Clinically Acclaimed!

recovery Day X; depression strikes

mq1Step 1. Tell Someone;

Depression is no stranger to me. I know what it looks like, how it changes my attitude and behaviour. And I know that when it strikes to suffer in silence is a common response. Depression crushes my drive to socialize. It crushes my desire to care for my home, to care for myself. It sucks the joy out of the things I love the most. Its a bummer, like a flat tire during the worst snowstorm of your life. And you don’t have a spare.

Well… A flat in the middle of the worst snowstorm of your life and no spare tire. You call someone. I know its hard. I know its embarrassing. I know it can strip you of pride. Rob a person of their ability to feel independent. Left unchecked long enough it can start to tear your life down. It can affect your job performance. Maybe even lead to job loss. Bills pile up; And the hole gets deeper and deeper.

Last Monday I was diagnosed with moderate to severe depression by my Doctor @ Connections. He diagnosed me because I told him something was wrong. And I was given two choices; Take more medication OR Initiate the use of my most powerful and effective tools, one being Cognitive Behavioural Therapy (CBT).

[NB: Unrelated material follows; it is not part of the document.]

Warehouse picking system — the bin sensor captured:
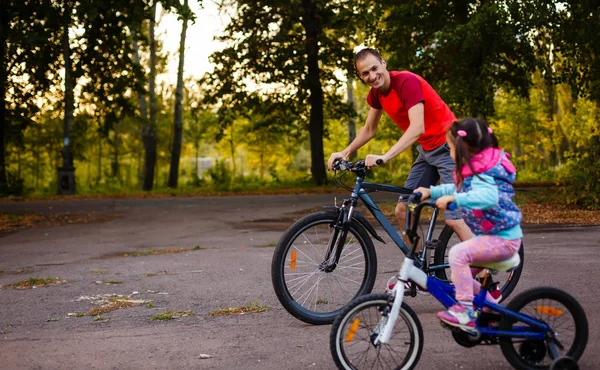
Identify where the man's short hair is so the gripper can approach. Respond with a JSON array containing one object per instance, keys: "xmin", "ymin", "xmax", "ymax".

For those of you not familiar with CBT, its basically a self or assisted launch of a learned tool. CBT helps a person evaluate situations negatively impacting their mental & physical health. Upon evaluation identify negative behaviours and implement a simple, attainable plan of action to help improve or correct the situation.

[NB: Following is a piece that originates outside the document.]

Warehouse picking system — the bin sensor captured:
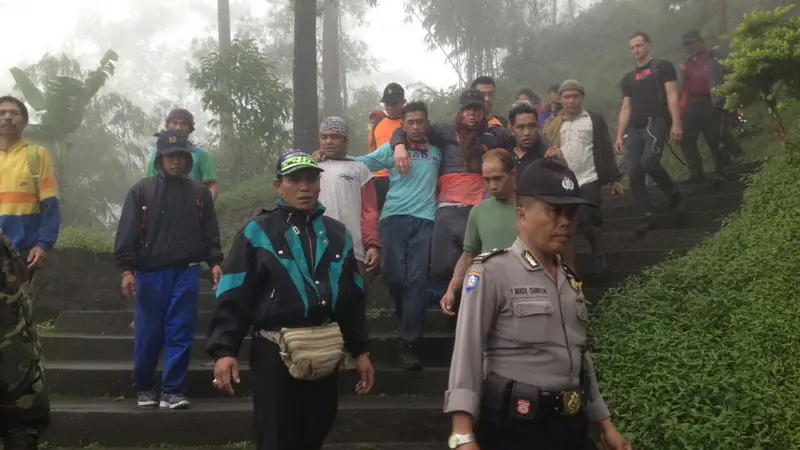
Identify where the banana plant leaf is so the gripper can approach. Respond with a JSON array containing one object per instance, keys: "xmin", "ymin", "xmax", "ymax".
[{"xmin": 10, "ymin": 67, "xmax": 47, "ymax": 111}]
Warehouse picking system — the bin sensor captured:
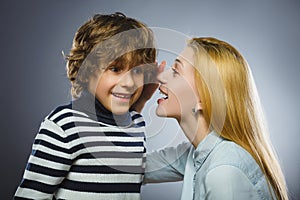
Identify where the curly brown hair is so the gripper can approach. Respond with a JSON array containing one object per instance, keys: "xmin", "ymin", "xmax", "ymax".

My Doctor & Connections are amazing. A worker was notified of my situation, it is not an emergency in my case because I have a strong history of self guided recovery. I set in motion a plan that day to right my course:

  1. Ride my bike! Healthy body, healthy mind. Exercise reduces stress.
  2. Eat Right. Drop the comfort foods, eat green & healthy proteins.
  3. Take out the trash, mentally & physically.
  4. Work Smart, be productive & creative. Feel Accomplished!
  5. Rinse and Repeat, but don’t overdo it. Start Small.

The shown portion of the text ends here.